To date, Northern Berkshire Habitat for Humanity has not come to the trust with requests for grants for the Brush with Kindness program, and on Thursday, the trustees briefly discussed a potential request to a future town meeting to modify the 2018 grant and make that $20,000 unrestricted, i.e., available to fund other projects.
 
As for the Williamstown Emergency Rental Assistance Program, administering agency BHDC has distributed three grants totaling $5,800 from an initial pool of $18,000.
 
Liz Costley, who has served as the trustees' liaison with Berkshire Housing, said that some applicants withdrew from the WERAP because other programs, like the commonwealth's Residential Assistance for Families in Transition, had higher grant caps. Another applicant withdrew from the WERAP process because their landlord decided to forgive the debt.
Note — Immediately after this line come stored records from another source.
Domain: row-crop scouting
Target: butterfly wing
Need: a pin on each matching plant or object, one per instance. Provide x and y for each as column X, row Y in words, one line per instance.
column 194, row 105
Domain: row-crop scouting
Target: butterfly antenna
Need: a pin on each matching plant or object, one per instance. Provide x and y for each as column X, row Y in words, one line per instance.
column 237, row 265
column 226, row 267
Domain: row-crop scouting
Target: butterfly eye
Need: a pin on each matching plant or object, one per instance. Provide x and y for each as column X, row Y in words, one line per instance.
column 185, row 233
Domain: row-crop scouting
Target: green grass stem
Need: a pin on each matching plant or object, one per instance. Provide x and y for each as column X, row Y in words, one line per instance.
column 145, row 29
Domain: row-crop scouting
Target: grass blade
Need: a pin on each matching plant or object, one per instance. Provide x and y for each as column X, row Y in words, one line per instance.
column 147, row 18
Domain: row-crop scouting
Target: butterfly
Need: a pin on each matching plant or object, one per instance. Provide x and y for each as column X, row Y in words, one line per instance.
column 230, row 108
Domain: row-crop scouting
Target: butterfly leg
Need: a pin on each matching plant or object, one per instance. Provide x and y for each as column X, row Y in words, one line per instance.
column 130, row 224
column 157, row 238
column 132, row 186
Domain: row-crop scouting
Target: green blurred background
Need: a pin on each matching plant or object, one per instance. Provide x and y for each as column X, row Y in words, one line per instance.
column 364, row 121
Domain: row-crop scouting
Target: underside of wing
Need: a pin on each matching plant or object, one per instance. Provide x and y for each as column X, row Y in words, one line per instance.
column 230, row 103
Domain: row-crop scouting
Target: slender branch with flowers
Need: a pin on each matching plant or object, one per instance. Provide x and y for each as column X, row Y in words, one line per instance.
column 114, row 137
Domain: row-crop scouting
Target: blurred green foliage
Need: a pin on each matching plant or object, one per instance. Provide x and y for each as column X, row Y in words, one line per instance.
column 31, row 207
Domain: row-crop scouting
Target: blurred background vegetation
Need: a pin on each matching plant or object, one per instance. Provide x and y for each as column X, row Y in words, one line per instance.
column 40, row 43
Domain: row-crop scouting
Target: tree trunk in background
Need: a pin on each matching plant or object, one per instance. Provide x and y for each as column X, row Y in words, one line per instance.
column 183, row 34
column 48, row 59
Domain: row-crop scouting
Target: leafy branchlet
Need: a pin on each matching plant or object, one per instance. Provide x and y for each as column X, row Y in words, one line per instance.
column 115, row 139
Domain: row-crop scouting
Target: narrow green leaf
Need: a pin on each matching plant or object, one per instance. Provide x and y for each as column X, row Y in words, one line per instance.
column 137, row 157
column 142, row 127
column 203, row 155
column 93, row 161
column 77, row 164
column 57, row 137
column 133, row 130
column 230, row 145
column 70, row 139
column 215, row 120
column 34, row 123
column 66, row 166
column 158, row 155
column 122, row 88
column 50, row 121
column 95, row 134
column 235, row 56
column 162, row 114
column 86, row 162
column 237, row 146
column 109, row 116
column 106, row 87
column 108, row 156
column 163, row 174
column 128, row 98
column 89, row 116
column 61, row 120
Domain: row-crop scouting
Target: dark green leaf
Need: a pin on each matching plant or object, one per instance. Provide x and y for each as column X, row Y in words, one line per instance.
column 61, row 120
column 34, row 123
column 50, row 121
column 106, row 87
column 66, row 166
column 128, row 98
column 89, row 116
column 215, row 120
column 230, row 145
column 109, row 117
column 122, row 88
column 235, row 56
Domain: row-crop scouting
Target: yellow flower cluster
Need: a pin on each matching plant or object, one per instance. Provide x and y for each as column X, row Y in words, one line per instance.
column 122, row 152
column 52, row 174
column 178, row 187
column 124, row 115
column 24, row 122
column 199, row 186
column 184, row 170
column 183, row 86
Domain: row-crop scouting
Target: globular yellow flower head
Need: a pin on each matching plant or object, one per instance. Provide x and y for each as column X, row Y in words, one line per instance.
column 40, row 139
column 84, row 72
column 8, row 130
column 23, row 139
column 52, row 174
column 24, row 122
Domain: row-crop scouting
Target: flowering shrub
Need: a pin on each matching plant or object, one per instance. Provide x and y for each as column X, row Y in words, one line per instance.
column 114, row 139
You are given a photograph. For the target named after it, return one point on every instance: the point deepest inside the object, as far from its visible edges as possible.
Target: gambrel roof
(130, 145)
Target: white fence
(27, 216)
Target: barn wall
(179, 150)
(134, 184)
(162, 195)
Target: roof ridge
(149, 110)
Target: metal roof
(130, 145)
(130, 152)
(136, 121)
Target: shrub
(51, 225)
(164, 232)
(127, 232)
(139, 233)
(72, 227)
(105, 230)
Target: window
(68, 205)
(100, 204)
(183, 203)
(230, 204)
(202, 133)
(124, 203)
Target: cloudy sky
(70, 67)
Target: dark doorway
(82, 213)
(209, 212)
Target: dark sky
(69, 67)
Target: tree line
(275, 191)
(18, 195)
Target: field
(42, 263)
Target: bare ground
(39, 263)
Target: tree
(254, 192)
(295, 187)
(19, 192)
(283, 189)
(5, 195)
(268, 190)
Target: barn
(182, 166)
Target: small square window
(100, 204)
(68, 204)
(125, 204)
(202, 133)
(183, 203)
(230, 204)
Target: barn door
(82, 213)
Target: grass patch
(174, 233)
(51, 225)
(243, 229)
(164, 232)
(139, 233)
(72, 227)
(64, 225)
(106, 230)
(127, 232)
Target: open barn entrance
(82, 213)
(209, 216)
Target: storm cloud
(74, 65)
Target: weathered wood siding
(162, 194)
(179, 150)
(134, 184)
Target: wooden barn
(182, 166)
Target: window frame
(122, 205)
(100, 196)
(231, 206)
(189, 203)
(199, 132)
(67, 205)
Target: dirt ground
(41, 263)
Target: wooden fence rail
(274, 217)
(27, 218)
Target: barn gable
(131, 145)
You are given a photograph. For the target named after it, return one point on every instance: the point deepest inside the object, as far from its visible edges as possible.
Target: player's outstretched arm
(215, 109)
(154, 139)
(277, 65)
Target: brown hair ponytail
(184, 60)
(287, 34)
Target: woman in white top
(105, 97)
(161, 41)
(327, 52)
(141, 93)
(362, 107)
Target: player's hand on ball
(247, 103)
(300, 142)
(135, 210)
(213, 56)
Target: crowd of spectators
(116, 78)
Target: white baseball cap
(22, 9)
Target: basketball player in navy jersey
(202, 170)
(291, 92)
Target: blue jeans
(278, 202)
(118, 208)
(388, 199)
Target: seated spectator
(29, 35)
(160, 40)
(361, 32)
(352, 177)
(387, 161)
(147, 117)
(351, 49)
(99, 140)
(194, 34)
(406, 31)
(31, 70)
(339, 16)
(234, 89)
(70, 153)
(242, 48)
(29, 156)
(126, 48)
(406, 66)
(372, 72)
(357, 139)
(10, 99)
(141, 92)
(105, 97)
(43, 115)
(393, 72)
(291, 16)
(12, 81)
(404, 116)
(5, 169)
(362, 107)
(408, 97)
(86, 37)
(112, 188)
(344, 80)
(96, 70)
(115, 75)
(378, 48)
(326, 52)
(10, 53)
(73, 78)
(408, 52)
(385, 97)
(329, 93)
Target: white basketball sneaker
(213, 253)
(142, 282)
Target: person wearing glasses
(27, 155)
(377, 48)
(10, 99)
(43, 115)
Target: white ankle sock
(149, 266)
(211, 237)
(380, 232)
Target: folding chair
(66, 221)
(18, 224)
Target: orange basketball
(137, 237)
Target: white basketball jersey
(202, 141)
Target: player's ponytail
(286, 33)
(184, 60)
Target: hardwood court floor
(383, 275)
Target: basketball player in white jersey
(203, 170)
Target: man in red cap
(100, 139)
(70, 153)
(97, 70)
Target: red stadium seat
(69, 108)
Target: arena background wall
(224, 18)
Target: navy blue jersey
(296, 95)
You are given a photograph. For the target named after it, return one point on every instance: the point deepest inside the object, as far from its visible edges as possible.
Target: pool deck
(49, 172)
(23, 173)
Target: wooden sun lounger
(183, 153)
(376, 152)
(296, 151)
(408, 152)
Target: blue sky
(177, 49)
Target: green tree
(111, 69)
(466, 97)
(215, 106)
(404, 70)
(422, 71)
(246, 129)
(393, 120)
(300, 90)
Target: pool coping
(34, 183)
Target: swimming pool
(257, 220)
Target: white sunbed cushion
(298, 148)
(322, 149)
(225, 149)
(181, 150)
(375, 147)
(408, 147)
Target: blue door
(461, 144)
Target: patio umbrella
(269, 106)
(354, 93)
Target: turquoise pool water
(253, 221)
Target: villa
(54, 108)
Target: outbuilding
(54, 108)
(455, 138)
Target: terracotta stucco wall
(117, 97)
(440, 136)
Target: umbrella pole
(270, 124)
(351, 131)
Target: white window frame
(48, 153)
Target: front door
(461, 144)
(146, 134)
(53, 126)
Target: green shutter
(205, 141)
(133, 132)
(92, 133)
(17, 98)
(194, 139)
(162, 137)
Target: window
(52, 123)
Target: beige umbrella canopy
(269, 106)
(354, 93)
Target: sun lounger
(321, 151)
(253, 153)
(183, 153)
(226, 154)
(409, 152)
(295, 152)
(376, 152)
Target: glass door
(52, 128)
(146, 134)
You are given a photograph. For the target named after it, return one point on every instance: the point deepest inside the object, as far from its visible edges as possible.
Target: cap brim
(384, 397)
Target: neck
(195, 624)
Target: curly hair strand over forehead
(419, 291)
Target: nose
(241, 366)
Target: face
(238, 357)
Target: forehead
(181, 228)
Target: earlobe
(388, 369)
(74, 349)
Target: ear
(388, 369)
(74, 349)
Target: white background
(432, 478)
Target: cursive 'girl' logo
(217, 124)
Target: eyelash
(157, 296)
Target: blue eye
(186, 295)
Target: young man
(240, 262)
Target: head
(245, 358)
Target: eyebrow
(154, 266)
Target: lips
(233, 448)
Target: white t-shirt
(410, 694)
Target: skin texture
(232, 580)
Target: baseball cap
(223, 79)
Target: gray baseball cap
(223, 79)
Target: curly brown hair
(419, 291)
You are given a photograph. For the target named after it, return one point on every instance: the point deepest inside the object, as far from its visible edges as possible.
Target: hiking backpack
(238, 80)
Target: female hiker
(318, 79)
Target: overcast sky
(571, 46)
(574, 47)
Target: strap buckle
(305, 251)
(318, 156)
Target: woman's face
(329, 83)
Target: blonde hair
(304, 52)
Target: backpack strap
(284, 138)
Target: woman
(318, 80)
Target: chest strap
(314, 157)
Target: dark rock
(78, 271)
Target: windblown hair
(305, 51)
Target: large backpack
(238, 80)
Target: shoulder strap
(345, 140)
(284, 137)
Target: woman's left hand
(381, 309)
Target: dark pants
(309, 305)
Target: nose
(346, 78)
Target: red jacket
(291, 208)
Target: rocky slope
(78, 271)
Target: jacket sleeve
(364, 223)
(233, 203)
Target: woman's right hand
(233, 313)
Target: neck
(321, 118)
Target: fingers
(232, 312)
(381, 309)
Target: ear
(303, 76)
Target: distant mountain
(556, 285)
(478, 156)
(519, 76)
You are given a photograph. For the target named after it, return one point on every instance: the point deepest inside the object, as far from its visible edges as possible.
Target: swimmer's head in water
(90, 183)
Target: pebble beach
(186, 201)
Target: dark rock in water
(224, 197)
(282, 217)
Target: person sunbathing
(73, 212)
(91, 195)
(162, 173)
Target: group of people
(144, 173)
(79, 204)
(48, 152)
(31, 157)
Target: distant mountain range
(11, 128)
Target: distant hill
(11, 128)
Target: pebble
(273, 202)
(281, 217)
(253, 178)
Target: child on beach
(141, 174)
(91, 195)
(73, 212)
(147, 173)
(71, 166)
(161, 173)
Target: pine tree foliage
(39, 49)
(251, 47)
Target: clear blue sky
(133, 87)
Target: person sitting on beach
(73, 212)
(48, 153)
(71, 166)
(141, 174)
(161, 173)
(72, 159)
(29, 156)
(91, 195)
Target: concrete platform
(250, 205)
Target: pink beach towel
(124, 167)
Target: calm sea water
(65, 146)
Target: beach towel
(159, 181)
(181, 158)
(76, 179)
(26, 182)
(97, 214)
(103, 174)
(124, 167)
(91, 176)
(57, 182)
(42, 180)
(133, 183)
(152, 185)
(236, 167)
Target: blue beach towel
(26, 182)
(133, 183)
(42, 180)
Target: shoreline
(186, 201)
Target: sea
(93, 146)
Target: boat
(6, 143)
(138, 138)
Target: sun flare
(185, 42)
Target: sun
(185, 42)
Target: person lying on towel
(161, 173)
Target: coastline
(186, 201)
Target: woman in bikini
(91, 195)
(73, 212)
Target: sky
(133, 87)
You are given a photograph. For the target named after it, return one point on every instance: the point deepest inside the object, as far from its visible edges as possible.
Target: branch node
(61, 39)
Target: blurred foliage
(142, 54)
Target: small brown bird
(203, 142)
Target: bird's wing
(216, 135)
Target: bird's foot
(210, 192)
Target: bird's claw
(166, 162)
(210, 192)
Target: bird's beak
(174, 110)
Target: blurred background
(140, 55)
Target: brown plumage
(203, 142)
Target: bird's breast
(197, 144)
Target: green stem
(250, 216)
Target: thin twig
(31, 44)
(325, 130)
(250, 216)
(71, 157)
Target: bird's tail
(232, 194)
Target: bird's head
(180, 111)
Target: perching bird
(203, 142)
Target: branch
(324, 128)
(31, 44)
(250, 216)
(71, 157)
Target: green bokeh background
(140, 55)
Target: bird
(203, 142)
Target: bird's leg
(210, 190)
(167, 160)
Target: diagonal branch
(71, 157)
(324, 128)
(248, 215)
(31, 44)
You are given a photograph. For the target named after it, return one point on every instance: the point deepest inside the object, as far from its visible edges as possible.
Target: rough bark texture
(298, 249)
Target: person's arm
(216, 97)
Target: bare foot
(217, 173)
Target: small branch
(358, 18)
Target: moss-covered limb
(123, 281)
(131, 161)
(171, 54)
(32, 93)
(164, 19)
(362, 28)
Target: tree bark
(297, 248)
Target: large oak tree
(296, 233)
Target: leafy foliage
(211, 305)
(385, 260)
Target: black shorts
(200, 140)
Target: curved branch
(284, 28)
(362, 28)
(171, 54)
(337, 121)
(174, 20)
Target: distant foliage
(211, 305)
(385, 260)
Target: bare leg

And one withdrew because the application process was causing anxiety.
 
The last incident caused concern for trustees, who worried that the application process could be somehow burdensome or discouraging to people in need.
 
Costley said she discussed that possibility with representatives of Berkshire Housing, who were employing a unified application created by the state that can apply to multiple grants.
 
She was told no one should let the complexity of the form stop them from at least beginning the application process.
 
"What I wish I could communicate to people applying is even if they put their name and phone number and check a few boxes, it puts them in the system," Costley said. "They don't have to do everything on this [form]."
 
Sheldon encouraged Costley to continue the conversation with Berkshire Housing about how to make the application process smoother.
 
Another $40,000 from the fiscal 2021 CPA grant (not counting the administrative cost the trust pays Berkshire Housing for processing applications) will bolster the WERAP program in the short term, but the Affordable Housing Trust also is hoping that another funding source also can help replenish the grant fund.
 
"We haven't actually had an opportunity to submit a claim for reimbursement through the CARES Act that would put money back into our account, basically," Sheldon said. "I'm confident based on everything the town manager has said that it's going to happen that way. It will not quite be a revolving fund, but it will be something akin to it, in that there will be periodic replenishments."
 
In other business on Thursday, the trustees heard a report from Patrick Quinn on the progress of a Habitat for Humanity home being built on one of the two lots purchased by the AHT in 2015.
 
The first of two homes at the corner of Cole Avenue and Maple Street is on track to be ready for occupancy by the end of the year, Quinn said. The first family selected to be the home's initial occupant decided to drop out of the Habitat for Humanity program, but the non-profit has at least three completed applications in hand for a replacement and hopes to make the award soon, Quinn said.
 
Northern Berkshire Habitat for Humanity hopes to begin construction on the second home on the Cole/Maple site and start engineering work for a lot on Summer Street in 2021, Quinn said.